# "The Crown" Miami Heat Documentary



## Wade2Bosh (Mar 31, 2004)

> A full length special that documents your Miami HEAT's second NBA championship. Watch as we re-live the highs and lows of the 2011-12 season. Narrated by HEAT legend, Alonzo Mourning, "The Crown" features interviews with HEAT players and coaches, as well local and national writers as they take you through the moments that shaped an unforgettable season.


----------



## Wade2Bosh (Mar 31, 2004)

A must watch for all Heat fans.


----------



## Wade County (Jun 22, 2003)

Will be watching this over the weekend. Gonna be good


----------



## Jace (Sep 26, 2005)

Been watching it over the past week, finally finished it a couple days ago. Great stuff. Way better than Into The Fire.


----------



## Wade2Bosh (Mar 31, 2004)

Much better ending 

Battier was so huge in the playoffs.


----------



## Wade County (Jun 22, 2003)

Shane dropped the Bane Shattier nickname from Indy series on. He was massive for us, and we wouldn't be champs without him IMO.


----------



## Jace (Sep 26, 2005)

Well, in fairness, Shane owed us a championship after destroying Dwyane's shoulder during our first Heat-peat quest. Now he's at net-0. Gotta get us another Shane!

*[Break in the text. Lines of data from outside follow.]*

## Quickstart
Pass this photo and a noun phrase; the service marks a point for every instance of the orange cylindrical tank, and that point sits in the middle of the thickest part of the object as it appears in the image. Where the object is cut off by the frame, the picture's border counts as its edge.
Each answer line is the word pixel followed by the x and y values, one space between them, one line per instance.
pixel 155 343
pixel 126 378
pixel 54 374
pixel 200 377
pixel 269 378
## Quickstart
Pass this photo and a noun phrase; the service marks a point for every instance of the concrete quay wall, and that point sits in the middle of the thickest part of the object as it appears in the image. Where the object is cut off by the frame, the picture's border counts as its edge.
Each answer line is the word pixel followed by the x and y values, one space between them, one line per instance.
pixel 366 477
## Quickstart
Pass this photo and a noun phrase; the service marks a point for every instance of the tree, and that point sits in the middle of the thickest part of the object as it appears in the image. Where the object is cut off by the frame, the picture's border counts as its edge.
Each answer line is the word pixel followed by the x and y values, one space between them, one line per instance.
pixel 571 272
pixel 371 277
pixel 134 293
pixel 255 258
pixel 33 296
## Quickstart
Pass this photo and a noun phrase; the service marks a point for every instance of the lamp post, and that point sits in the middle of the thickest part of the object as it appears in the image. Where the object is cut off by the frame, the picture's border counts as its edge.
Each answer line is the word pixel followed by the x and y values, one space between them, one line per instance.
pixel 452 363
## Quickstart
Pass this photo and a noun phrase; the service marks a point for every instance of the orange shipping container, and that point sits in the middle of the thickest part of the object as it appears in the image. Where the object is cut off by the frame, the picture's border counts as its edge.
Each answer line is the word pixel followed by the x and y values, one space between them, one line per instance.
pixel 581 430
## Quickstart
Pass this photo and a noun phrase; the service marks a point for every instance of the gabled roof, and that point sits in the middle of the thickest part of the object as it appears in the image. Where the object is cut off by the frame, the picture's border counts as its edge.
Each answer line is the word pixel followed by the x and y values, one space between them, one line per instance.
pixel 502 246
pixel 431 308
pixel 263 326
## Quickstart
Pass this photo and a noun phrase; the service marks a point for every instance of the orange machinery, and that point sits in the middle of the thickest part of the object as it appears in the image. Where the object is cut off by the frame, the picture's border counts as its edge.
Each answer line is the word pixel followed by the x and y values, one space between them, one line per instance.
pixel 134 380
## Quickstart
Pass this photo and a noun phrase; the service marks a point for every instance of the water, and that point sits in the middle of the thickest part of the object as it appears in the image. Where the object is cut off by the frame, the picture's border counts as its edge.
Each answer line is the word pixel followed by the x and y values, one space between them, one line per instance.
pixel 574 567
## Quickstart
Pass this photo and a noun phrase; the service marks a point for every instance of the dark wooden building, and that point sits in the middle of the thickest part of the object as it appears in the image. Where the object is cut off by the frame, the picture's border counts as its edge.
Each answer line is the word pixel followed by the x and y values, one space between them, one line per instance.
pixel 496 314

Obviously kidding, wasn't Shane's fault at all, and Dwyane actually injured the shoulder initially falling on Joel Pryzbilla in Portland on a drive.


----------



## doctordrizzay (May 10, 2011)

Just watched it, Loved it. I like how they went through a bunch of the season games first.


----------



## Wade County (Jun 22, 2003)

Just finished watching it then. Was amazing. I actually felt a bit emotional afterwards haha, so proud of the team and how they came through and won it.

Still get chills seeing Lebron's focus in Game 6 ECF.


----------